Saturday, March 12, 2016

Will the REAL Librarians Please Stand Up

When jobs are on the line can the skills of inquiry leader, readers' advisor, resourceful collaborator, curator, promoter, event planner, independent learning expert, blended-learning educator, collection developer, acquisitions staff, indexer, evaluator, weeder, early-adopter, maker/designer, cross-pollinator, community and service-learning practitioner, etc. add value to the title of Librarian and therefore help increase the brand? Or...does sticking to a title like Librarian put people in jeopardy of being thought of as antiquated keeper of books. After all, this is what is portrayed in pop culture and sometimes reinforced by a few untrained, unwilling, or lazy bad apples right? It's hard when a school only has one and he/she fits the stereotype of someone who sits behind a desk and refers to resources as "my collection." If that's a librarian then yes, it's no surprise that the position may end up cut and replaced by more dynamic cheaper staffing with a glitzy title but little training. This has happened across the United States where we say we value literacy. Why? Is the position misunderstood? Are Librarians to busy or too humble to promote their work and the outcomes of teacher and student collaborations and achievements beyond postings and meetings with their own colleagues or beyond their schools or professional organizations? 

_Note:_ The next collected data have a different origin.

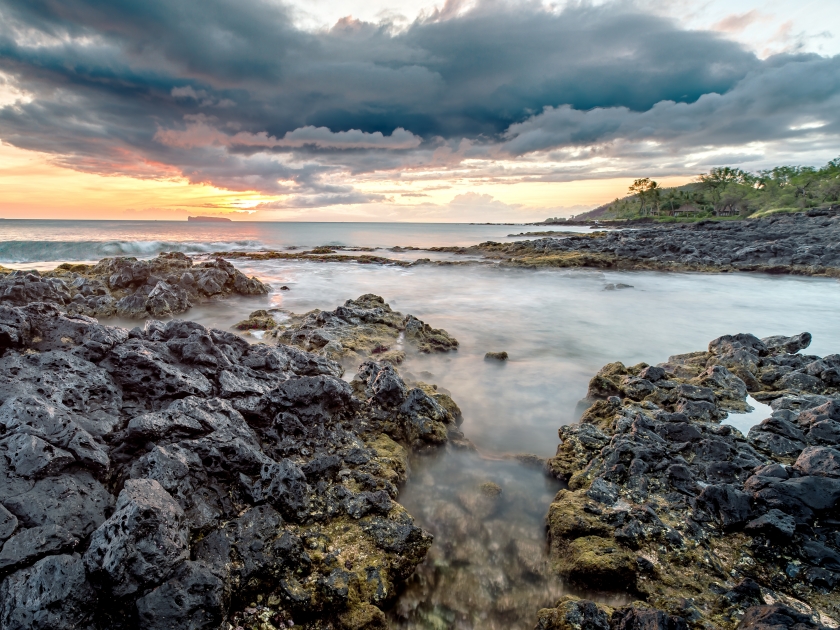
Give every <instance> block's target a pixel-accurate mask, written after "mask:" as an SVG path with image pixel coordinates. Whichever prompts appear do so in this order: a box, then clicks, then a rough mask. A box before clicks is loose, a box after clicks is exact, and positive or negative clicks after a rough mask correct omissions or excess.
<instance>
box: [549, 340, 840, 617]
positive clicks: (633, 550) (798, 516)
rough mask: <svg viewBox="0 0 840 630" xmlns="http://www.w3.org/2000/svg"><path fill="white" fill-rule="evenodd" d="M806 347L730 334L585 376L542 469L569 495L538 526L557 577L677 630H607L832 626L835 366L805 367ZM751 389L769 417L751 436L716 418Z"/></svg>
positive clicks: (814, 366) (807, 356)
mask: <svg viewBox="0 0 840 630" xmlns="http://www.w3.org/2000/svg"><path fill="white" fill-rule="evenodd" d="M810 340H811V337H810V335H809V334H807V333H803V334H801V335H796V336H793V337H769V338H766V339H763V340H761V339H758V338H756V337H754V336H753V335H749V334H738V335H727V336H724V337H720V338H718V339H715V340H714V341H712V342H711V343H710V344H709V348H708V350H707V351H703V352H694V353H689V354H684V355H679V356H674V357H671V358H670V359H669V360H668V361H667V362H666V363H663V364H661V365H659V366H648V365H646V364H639V365H636V366H632V367H625V366H624V365H622V364H620V363H613V364H610V365H607V366H605V367H604V368H602V369H601V371H600V372H599V373H598V374H597V375H596V376H595V377H594V378H593V379H592V381H591V382H590V388H589V393H588V399H587V404H588V405H590V406H589V408H588V409H587V410H586V411H585V412H584V414H583V417H582V418H581V421H580V422H579V423H578V424H575V425H571V426H566V427H562V428H561V429H560V438H561V444H560V446H559V447H558V450H557V455H556V457H554V458H552V459H551V460H549V469H550V470H551V472H552V473H553V474H554V475H555V476H557V477H558V478H560V479H562V480H564V481H566V482H567V484H568V489H564V490H561V491H560V492H559V493H558V494H557V496H556V497H555V499H554V501H553V503H552V504H551V506H550V509H549V513H548V517H547V526H548V538H549V543H550V548H551V551H550V553H551V558H552V563H553V567H554V569H555V570H556V571H557V572H558V573H559V574H560V575H561V576H562V577H564V578H565V579H567V580H569V581H570V582H572V583H577V584H579V585H583V586H589V587H593V588H602V589H612V588H614V587H615V585H616V584H624V585H626V589H627V591H628V592H629V593H630V594H631V595H632V596H634V597H637V598H639V599H640V600H644V602H646V605H648V606H650V607H652V608H654V609H656V610H659V611H661V612H662V613H663V614H666V615H670V616H672V617H674V618H675V619H677V620H678V621H675V622H673V623H676V624H677V625H673V624H672V623H671V622H670V621H668V622H667V623H665V622H662V621H661V620H660V621H657V622H656V623H655V624H654V625H649V624H641V625H639V623H641V622H638V623H637V622H633V623H630V622H627V621H621V623H619V625H618V626H616V625H615V624H616V621H615V615H613V617H612V618H611V621H610V624H611V626H610V627H622V628H624V627H628V628H629V627H645V628H648V627H655V628H666V627H667V628H670V627H685V626H686V625H687V626H688V627H692V628H735V627H736V626H737V627H740V628H793V627H796V628H800V627H801V628H816V627H823V626H828V627H837V625H838V621H840V595H839V594H838V585H840V520H838V514H840V511H838V508H840V450H838V449H840V440H838V432H837V428H838V427H837V423H838V421H840V390H838V382H837V380H836V377H835V372H834V370H836V369H837V364H838V357H837V355H829V356H826V357H817V356H809V355H806V354H803V353H802V352H801V351H802V350H805V349H806V348H807V346H808V344H809V343H810ZM748 392H750V393H751V395H752V396H753V397H754V398H755V399H757V400H762V401H765V402H768V403H769V404H770V406H771V408H772V409H773V412H772V415H771V417H770V418H767V419H765V420H764V421H763V422H761V423H760V424H758V425H756V426H755V427H753V428H752V429H751V430H750V431H749V434H748V435H747V436H744V435H742V434H741V433H740V432H738V431H737V430H736V429H733V428H732V427H731V426H728V425H725V424H721V421H722V420H724V419H725V418H726V416H727V414H728V413H731V412H738V411H743V410H744V409H745V404H746V396H747V393H748ZM769 604H773V605H774V606H775V607H773V606H768V605H769ZM563 606H565V604H564V605H563ZM563 606H560V607H559V608H558V609H557V610H556V611H555V612H551V613H549V612H546V613H545V614H543V613H541V618H543V617H545V618H546V619H549V618H551V619H554V618H558V619H559V618H560V616H562V615H561V613H562V610H565V608H563ZM561 609H562V610H561ZM548 610H554V609H548ZM558 611H559V612H558ZM563 614H565V613H563ZM782 618H784V619H787V620H786V621H785V620H784V619H782ZM545 623H546V624H548V621H546V622H545ZM551 623H554V622H553V621H552V622H551ZM557 623H558V624H560V622H557ZM563 623H565V622H563ZM651 623H652V622H651ZM628 624H629V625H628ZM663 624H664V625H663ZM680 624H682V625H680ZM739 624H740V625H739ZM797 624H800V625H797ZM542 627H551V628H554V627H557V628H561V627H562V628H565V627H573V626H570V625H568V624H567V625H562V624H560V625H545V624H544V626H542ZM574 627H579V626H574Z"/></svg>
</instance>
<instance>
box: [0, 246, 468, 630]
mask: <svg viewBox="0 0 840 630" xmlns="http://www.w3.org/2000/svg"><path fill="white" fill-rule="evenodd" d="M176 262H178V261H177V260H175V261H174V262H173V264H175V263H176ZM110 264H111V263H109V265H110ZM178 264H181V263H178ZM183 265H184V267H183V268H184V269H185V270H188V271H189V273H191V274H194V276H193V280H192V282H194V283H195V284H196V285H197V286H199V287H203V289H202V290H204V291H206V292H208V293H214V292H216V293H218V292H224V291H225V288H224V287H225V286H226V285H225V283H226V282H228V280H225V278H226V277H227V276H226V275H225V274H226V273H227V271H226V268H225V267H224V265H216V266H213V265H211V266H205V267H199V268H198V269H196V267H195V266H191V263H190V264H189V265H187V263H186V262H184V263H183ZM106 266H107V265H106ZM112 266H113V269H111V267H109V270H110V271H111V275H110V276H108V279H107V286H108V287H109V290H111V289H110V287H113V290H114V291H119V290H122V289H123V288H124V287H132V286H134V285H135V284H136V283H137V282H140V281H143V282H146V281H147V280H148V279H149V278H150V277H151V275H146V274H147V272H149V274H152V275H153V273H154V272H153V270H152V271H150V269H149V267H148V265H146V264H145V263H144V264H137V265H135V264H134V263H131V264H128V263H125V264H123V263H113V265H112ZM186 273H187V271H185V274H186ZM163 281H165V282H166V283H168V284H170V285H171V284H172V282H171V281H170V280H169V279H163V280H159V281H158V282H163ZM82 284H84V283H80V286H81V285H82ZM156 286H159V285H156ZM240 289H241V290H243V291H244V290H245V289H247V287H245V289H243V288H242V287H240ZM184 290H186V289H184ZM0 345H2V348H1V349H2V352H3V354H2V356H0V542H2V543H3V546H2V549H0V580H2V583H1V584H0V627H2V628H4V629H5V628H20V629H23V628H43V629H45V630H46V629H50V630H54V629H56V628H67V629H68V630H69V629H70V628H73V629H75V628H84V629H85V630H100V629H101V630H105V629H107V630H133V629H139V628H154V629H161V630H163V629H166V630H170V629H176V628H177V629H180V628H195V629H198V628H201V629H204V628H207V629H208V630H209V629H211V628H212V629H216V628H220V627H226V628H231V627H236V624H239V623H240V622H242V623H245V621H244V620H245V618H246V617H247V618H249V619H250V618H252V617H254V615H256V612H255V611H257V609H253V608H251V604H253V603H255V602H260V603H261V604H260V606H261V607H260V608H259V614H260V615H263V614H265V615H267V616H266V617H265V619H262V618H260V619H261V621H259V623H263V622H265V620H266V619H269V620H274V621H272V622H271V623H275V624H279V623H281V622H283V623H287V624H291V622H292V621H294V622H295V623H296V625H298V626H302V627H304V628H311V629H312V630H314V629H315V628H325V627H333V628H345V627H347V628H350V627H361V626H358V623H361V621H359V620H364V619H367V620H368V621H369V622H370V623H373V624H375V623H380V622H382V623H384V621H382V620H383V619H384V617H383V613H382V612H381V610H380V609H379V607H380V606H384V605H385V604H386V603H387V602H388V601H389V600H390V599H391V598H392V597H394V595H395V594H396V592H397V588H398V585H399V583H400V582H401V581H403V580H405V579H406V578H408V577H409V576H410V575H411V573H412V572H413V571H414V568H415V567H416V566H417V565H418V564H419V563H420V562H422V561H423V559H424V557H425V555H426V552H427V551H428V549H429V546H430V545H431V536H430V535H429V534H427V533H426V532H424V531H423V530H422V529H420V528H419V527H417V526H416V525H415V524H414V522H413V520H412V518H411V517H410V516H409V515H408V514H407V513H406V512H405V510H404V509H403V508H402V507H401V506H400V505H399V504H397V503H396V499H397V496H398V492H399V491H398V488H399V485H400V484H402V483H403V482H404V481H405V479H406V474H407V470H408V452H409V450H410V449H412V448H424V449H428V448H432V447H434V446H437V445H440V444H442V443H444V442H445V441H446V440H447V438H448V437H449V436H450V435H453V436H460V433H459V432H458V431H457V429H456V428H455V421H456V416H455V414H454V411H453V410H457V406H455V405H454V403H453V402H452V401H451V399H449V397H448V396H446V395H444V394H438V393H436V392H435V391H434V390H432V389H431V388H428V392H427V391H426V389H423V388H420V387H413V388H412V387H408V386H406V384H405V382H404V381H403V380H402V379H401V378H400V376H399V374H397V373H396V372H395V371H394V370H393V368H392V367H391V366H390V365H388V364H383V363H376V362H374V361H370V362H368V363H366V364H365V365H364V366H363V367H362V370H361V371H360V373H359V375H358V376H357V378H356V379H355V380H354V381H353V384H352V385H351V384H349V383H347V382H346V381H344V380H341V378H340V376H341V374H342V368H341V367H340V366H339V365H338V364H337V363H335V362H334V361H332V360H330V359H327V358H325V357H323V356H318V355H313V354H310V353H307V352H305V351H303V350H301V349H299V348H295V347H291V346H283V345H277V346H268V345H249V344H248V343H246V342H245V341H244V340H243V339H241V338H240V337H238V336H236V335H234V334H232V333H229V332H225V331H219V330H208V329H206V328H204V327H202V326H200V325H198V324H194V323H191V322H182V321H178V320H173V321H169V322H167V323H162V322H159V321H155V320H150V321H148V322H146V325H145V326H144V327H143V328H135V329H134V330H131V331H126V330H123V329H119V328H111V327H107V326H102V325H100V324H99V323H98V322H97V321H96V320H94V319H92V318H90V317H87V316H84V315H75V314H72V313H68V312H66V310H62V308H60V307H59V306H57V305H56V304H46V303H35V304H30V305H28V306H25V307H10V306H7V305H3V306H0ZM247 611H252V612H247ZM266 611H268V612H266ZM352 620H356V621H352ZM351 621H352V623H356V625H352V623H351ZM357 622H358V623H357ZM248 623H251V622H248ZM254 623H256V621H254ZM225 624H233V625H225ZM348 624H350V625H348ZM262 627H266V628H267V627H268V626H262ZM274 627H280V626H279V625H275V626H274Z"/></svg>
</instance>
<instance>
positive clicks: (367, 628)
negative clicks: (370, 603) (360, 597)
mask: <svg viewBox="0 0 840 630" xmlns="http://www.w3.org/2000/svg"><path fill="white" fill-rule="evenodd" d="M338 621H339V623H340V624H341V630H388V621H387V619H386V618H385V613H383V612H382V611H381V610H379V608H377V607H376V606H374V605H372V604H359V605H358V606H354V607H353V608H351V609H350V610H348V611H347V612H346V613H344V614H343V615H341V616H340V617H339V618H338Z"/></svg>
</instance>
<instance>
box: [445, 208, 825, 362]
mask: <svg viewBox="0 0 840 630" xmlns="http://www.w3.org/2000/svg"><path fill="white" fill-rule="evenodd" d="M614 225H615V227H621V224H620V223H619V222H616V223H615V224H614ZM838 242H840V213H838V210H837V207H836V206H834V207H833V208H832V209H831V210H817V209H813V210H810V211H808V212H800V213H795V214H777V215H774V216H770V217H763V218H759V219H747V220H742V221H698V222H694V223H683V224H658V225H657V224H645V225H638V226H634V229H629V230H623V229H622V230H610V231H606V230H605V231H598V232H593V233H589V234H571V233H565V234H562V235H558V236H553V237H548V238H535V239H532V240H529V241H514V242H507V243H496V242H492V241H491V242H486V243H481V244H480V245H474V246H472V247H468V248H443V250H444V251H457V252H458V253H464V254H473V255H483V256H485V257H486V258H491V259H497V260H500V261H501V264H503V265H511V266H525V267H596V268H601V269H660V270H692V271H705V272H709V271H712V272H714V271H721V272H730V271H754V272H764V273H774V274H778V273H790V274H801V275H817V276H821V275H824V276H832V277H837V276H838V275H840V249H838V247H837V243H838ZM604 288H605V289H606V290H615V289H621V288H629V287H627V286H626V285H620V284H608V285H606V286H605V287H604ZM786 351H787V352H794V351H795V350H794V349H793V348H792V347H791V348H788V349H787V350H786Z"/></svg>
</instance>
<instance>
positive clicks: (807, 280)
mask: <svg viewBox="0 0 840 630" xmlns="http://www.w3.org/2000/svg"><path fill="white" fill-rule="evenodd" d="M484 227H485V226H475V229H476V231H475V232H469V233H471V234H474V235H475V236H476V238H478V239H479V240H484V239H485V237H484V236H480V234H481V230H483V229H484ZM352 229H355V228H351V231H352ZM360 229H361V228H360ZM403 229H407V228H405V227H404V226H400V227H399V228H395V229H394V231H392V232H390V233H389V237H388V238H392V237H393V236H394V235H399V234H400V230H403ZM424 229H425V228H424ZM447 229H449V226H447ZM473 229H474V226H470V227H469V228H464V230H463V231H459V230H461V228H455V229H454V230H453V231H452V232H450V233H448V236H446V237H445V238H444V239H442V240H444V241H449V242H451V241H456V240H458V239H466V238H467V237H466V236H465V234H467V233H468V230H473ZM494 229H495V228H494ZM508 230H509V227H507V226H503V227H502V229H501V231H503V232H507V231H508ZM314 233H315V232H312V234H314ZM404 234H405V235H406V238H408V235H409V232H408V231H406V232H405V233H404ZM423 235H424V236H423V237H424V238H425V237H426V236H429V232H425V233H423ZM380 236H381V234H380ZM415 236H416V235H415ZM354 238H356V237H354ZM360 238H361V237H360ZM496 238H498V237H496ZM322 242H323V240H313V241H311V243H312V244H320V243H322ZM345 242H350V239H349V238H346V239H345ZM397 243H398V242H397V241H391V243H389V244H397ZM352 244H357V243H356V242H354V243H352ZM358 244H364V245H370V244H371V243H370V242H366V243H361V242H359V243H358ZM401 244H411V242H409V241H402V243H401ZM424 244H429V243H428V242H426V243H424ZM431 244H432V245H437V244H441V243H440V241H438V242H432V243H431ZM233 262H234V264H236V265H237V267H239V268H240V269H242V270H243V271H244V272H246V273H248V274H249V275H256V276H258V277H259V278H261V279H262V280H264V281H267V282H269V283H270V284H271V285H272V286H273V287H274V291H273V292H272V293H270V294H269V295H267V296H259V297H248V298H244V297H243V298H234V299H228V300H223V301H218V302H213V303H210V304H205V305H201V306H198V307H195V308H193V309H192V310H191V311H190V312H189V313H188V314H187V315H185V317H188V318H190V319H193V320H196V321H199V322H201V323H203V324H205V325H208V326H214V327H218V328H229V327H230V326H231V325H232V324H234V323H235V322H237V321H239V320H240V319H244V318H245V317H246V316H247V315H248V314H249V313H250V312H251V311H253V310H256V309H258V308H266V307H279V308H283V309H288V310H290V311H292V312H296V313H303V312H306V311H309V310H311V309H314V308H319V309H333V308H335V307H336V306H338V305H339V304H341V303H343V302H344V301H345V300H347V299H349V298H355V297H358V296H359V295H361V294H364V293H376V294H379V295H381V296H382V297H384V298H385V300H386V301H387V302H388V303H389V304H390V305H391V306H392V308H394V309H395V310H399V311H402V312H403V313H412V314H414V315H416V316H418V317H420V318H421V319H423V320H424V321H426V322H427V323H429V324H430V325H432V326H434V327H438V328H445V329H446V330H447V331H448V332H449V333H450V334H452V335H453V336H455V337H456V338H457V339H458V340H459V341H460V347H459V350H458V351H457V352H454V353H449V354H445V355H434V356H410V357H409V358H408V359H407V361H406V363H405V364H404V365H403V366H402V367H401V370H402V371H403V372H404V373H409V374H412V375H414V376H416V377H417V378H419V379H422V380H424V381H426V382H429V383H435V384H437V385H438V386H439V387H441V388H445V389H446V390H448V391H449V392H451V394H452V397H453V398H454V400H455V401H456V402H457V403H458V404H459V405H460V407H461V409H462V411H463V415H464V424H463V426H462V429H463V431H464V433H465V434H466V436H467V437H468V438H469V439H470V440H472V442H473V443H475V444H476V445H477V447H478V449H479V450H478V452H458V451H454V452H446V453H441V454H438V455H435V456H432V457H423V458H415V460H414V461H413V463H412V468H413V471H412V476H411V478H410V481H409V482H408V484H407V485H406V487H405V488H404V489H403V490H402V494H401V499H400V500H401V502H402V503H403V504H404V505H405V506H406V507H407V508H408V510H409V512H410V513H412V514H413V515H414V516H415V518H416V519H417V521H418V522H419V523H420V524H421V525H422V526H423V527H425V528H426V529H428V530H429V531H431V532H433V533H434V535H435V544H434V545H433V548H432V551H431V552H430V554H429V556H428V558H427V560H426V561H425V562H424V563H423V564H422V565H421V566H420V567H419V568H418V571H417V573H416V575H415V576H414V577H412V578H411V580H410V581H409V583H408V584H407V585H406V588H405V591H404V592H403V593H402V594H401V596H400V597H399V598H398V599H397V601H396V602H394V604H393V607H392V608H391V609H390V610H389V611H388V614H389V619H390V620H391V623H392V625H393V626H394V627H399V628H404V629H405V630H432V629H435V630H437V629H438V628H459V629H460V628H463V629H465V630H472V629H475V630H479V629H481V630H495V629H497V628H498V629H503V628H505V629H507V628H510V629H514V628H515V629H522V630H525V629H529V628H533V626H534V622H535V614H536V611H537V610H538V609H539V608H541V607H545V606H550V605H552V604H553V602H554V601H555V600H556V599H557V597H558V596H559V595H560V594H562V593H567V592H574V591H573V589H571V588H570V587H569V586H568V585H566V584H563V583H562V582H561V581H560V580H559V579H557V578H556V577H554V576H553V574H552V572H551V571H550V570H549V569H548V566H547V555H546V550H545V545H544V540H545V539H544V522H543V519H544V516H545V514H546V512H547V509H548V505H549V503H550V502H551V499H552V497H553V495H554V493H555V492H556V491H557V489H558V487H559V486H558V485H557V484H556V483H554V482H552V481H550V480H547V479H546V478H545V476H544V475H543V473H542V472H541V470H539V469H538V468H535V467H530V466H527V465H523V464H522V463H520V462H519V461H517V460H516V459H514V458H512V457H511V455H512V454H513V453H523V452H524V453H533V454H536V455H538V456H540V457H547V456H550V455H552V454H553V453H554V450H555V448H556V446H557V442H558V438H557V429H558V427H559V426H561V425H563V424H567V423H570V422H573V421H574V420H576V417H575V406H576V403H577V401H578V400H579V399H580V398H582V397H583V396H584V395H585V393H586V388H587V383H588V381H589V379H590V378H591V377H592V375H593V374H594V373H595V372H596V371H597V370H598V369H599V368H600V367H601V366H602V365H604V364H605V363H608V362H611V361H622V362H624V363H625V364H627V365H632V364H635V363H638V362H640V361H645V362H647V363H651V364H655V363H659V362H662V361H665V360H667V358H668V356H670V355H673V354H679V353H684V352H691V351H696V350H702V349H705V348H706V347H707V344H708V342H709V341H710V340H711V339H714V338H715V337H718V336H720V335H724V334H730V333H738V332H750V333H753V334H755V335H758V336H759V337H763V336H767V335H772V334H785V335H792V334H795V333H799V332H803V331H808V332H811V333H812V334H813V337H814V341H813V344H812V346H811V348H810V349H809V350H808V352H811V353H813V354H819V355H825V354H830V353H833V352H838V351H840V326H838V323H840V322H838V313H840V283H838V282H837V281H836V280H832V279H825V278H798V277H789V276H762V275H748V274H733V275H725V274H719V275H704V274H678V273H658V272H599V271H590V270H558V269H545V270H526V269H511V268H501V267H498V266H486V265H474V266H472V265H471V266H418V267H410V268H402V267H394V266H377V265H361V264H336V263H330V264H319V263H312V262H300V261H264V262H262V261H261V262H251V261H246V260H235V261H233ZM619 283H622V284H627V285H631V288H626V289H622V290H607V287H608V286H609V285H616V284H619ZM283 285H285V286H287V287H289V289H290V290H289V291H280V290H279V288H280V287H281V286H283ZM123 323H125V324H128V325H134V323H133V322H123ZM500 350H504V351H507V352H508V354H509V355H510V360H509V361H508V362H506V363H503V364H500V363H496V362H488V361H485V360H484V354H485V353H486V352H488V351H500ZM349 376H351V375H349V374H348V377H349ZM754 406H756V411H755V412H753V413H752V414H743V415H739V416H731V417H730V418H729V419H727V420H726V422H728V423H730V424H733V425H734V426H736V427H737V428H739V429H740V430H741V431H742V432H745V433H746V431H748V430H749V426H751V424H755V423H758V422H760V421H761V420H762V419H763V418H764V417H766V415H767V408H766V406H763V405H758V404H756V403H754ZM487 483H495V484H497V485H498V487H499V488H500V492H501V494H500V495H499V497H498V502H497V503H496V504H494V505H493V506H492V510H490V512H487V510H483V508H482V509H479V510H476V496H477V494H476V493H478V492H480V488H481V487H482V484H487ZM482 510H483V511H482ZM586 595H588V596H590V597H592V598H595V599H597V600H600V601H604V602H608V603H613V604H618V603H622V602H624V601H627V600H628V598H629V595H627V594H622V593H620V592H617V593H590V594H586Z"/></svg>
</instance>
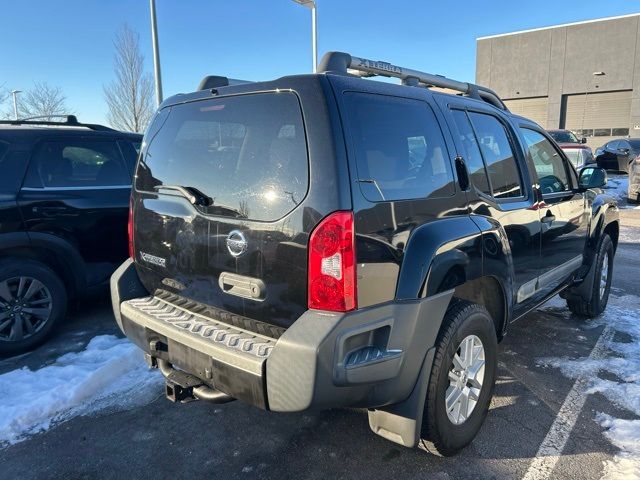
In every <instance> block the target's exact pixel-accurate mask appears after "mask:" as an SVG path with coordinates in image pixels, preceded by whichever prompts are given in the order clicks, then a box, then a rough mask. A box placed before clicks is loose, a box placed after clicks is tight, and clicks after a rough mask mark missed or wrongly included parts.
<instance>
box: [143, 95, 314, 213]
mask: <svg viewBox="0 0 640 480" xmlns="http://www.w3.org/2000/svg"><path fill="white" fill-rule="evenodd" d="M155 122H161V125H160V126H157V125H152V126H151V127H150V129H149V132H154V131H157V133H155V132H154V133H155V134H154V135H153V136H152V135H151V134H148V137H149V138H150V139H151V140H150V143H149V146H148V147H147V149H146V152H145V153H144V158H143V159H142V160H141V162H140V166H139V169H138V172H137V183H136V188H137V189H138V190H144V191H154V188H155V187H157V186H159V185H172V186H181V187H185V188H193V189H196V190H198V191H200V192H202V193H204V194H205V195H207V196H209V197H211V199H212V200H213V203H212V205H210V206H199V207H198V208H199V209H201V210H202V211H203V212H204V213H208V214H212V215H222V216H233V217H240V218H249V219H252V220H260V221H274V220H277V219H279V218H281V217H283V216H284V215H286V214H287V213H289V212H290V211H291V210H293V209H294V208H295V207H296V205H298V204H299V203H300V202H301V201H302V200H303V199H304V197H305V195H306V192H307V187H308V183H309V180H308V176H309V172H308V159H307V146H306V140H305V133H304V126H303V123H302V114H301V111H300V104H299V102H298V98H297V97H296V95H295V94H293V93H290V92H279V93H261V94H252V95H241V96H235V97H226V98H219V99H211V100H203V101H197V102H191V103H186V104H182V105H177V106H174V107H171V110H170V112H169V113H168V116H166V115H161V116H158V118H157V119H156V120H155ZM162 122H164V123H162Z"/></svg>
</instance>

It baffles me that districts and schools would cut, let alone, not add more high-quality Librarians because: 

-A high-quality Librarian works with and knows every student and every teacher over time. The personal interactions go way beyond circulation numbers. 
-He/she has unique insight into each individual and understands their interests, their needs, and their skills because he/she has helped teach the students across subject areas and often knows what information and diversions the seek on an independent level through helping to find print, electronic, expert, and community resources.
-Today's Librarian has a multitude of skills and is open-minded and excited to develop and grow with new students, new knowledge, new understandings, new technology, and new strategies for how, when, why, where and what humans learn and teach. 
-Librarians are lucky; their approaches to teaching and learning are untethered by a textbook and a classroom roster with one set of students and curriculum. 
-Librarians are connected with a multitude of patrons and potential resources. 
-Their teaching and learning skill sets involve working in and knowing and supporting everyone in the school, and connecting and helping them make sense of, evaluate, organize and utilize resources, ideas, and communities at an individual and global level. 
-Opening doors to the world through ongoing inquiry develops, uncovers, and hopefully challenges subject-area knowledge by encouraging teachers and learners to venture beyond the day to day didactic curriculum, to question, to push, and in turn apply their learning to create, make, and develop new ideas, strategies, models, systems and/or products and solutions. 

So should high-quality Librarians move beyond or embrace the title? What do you think? What's in a name?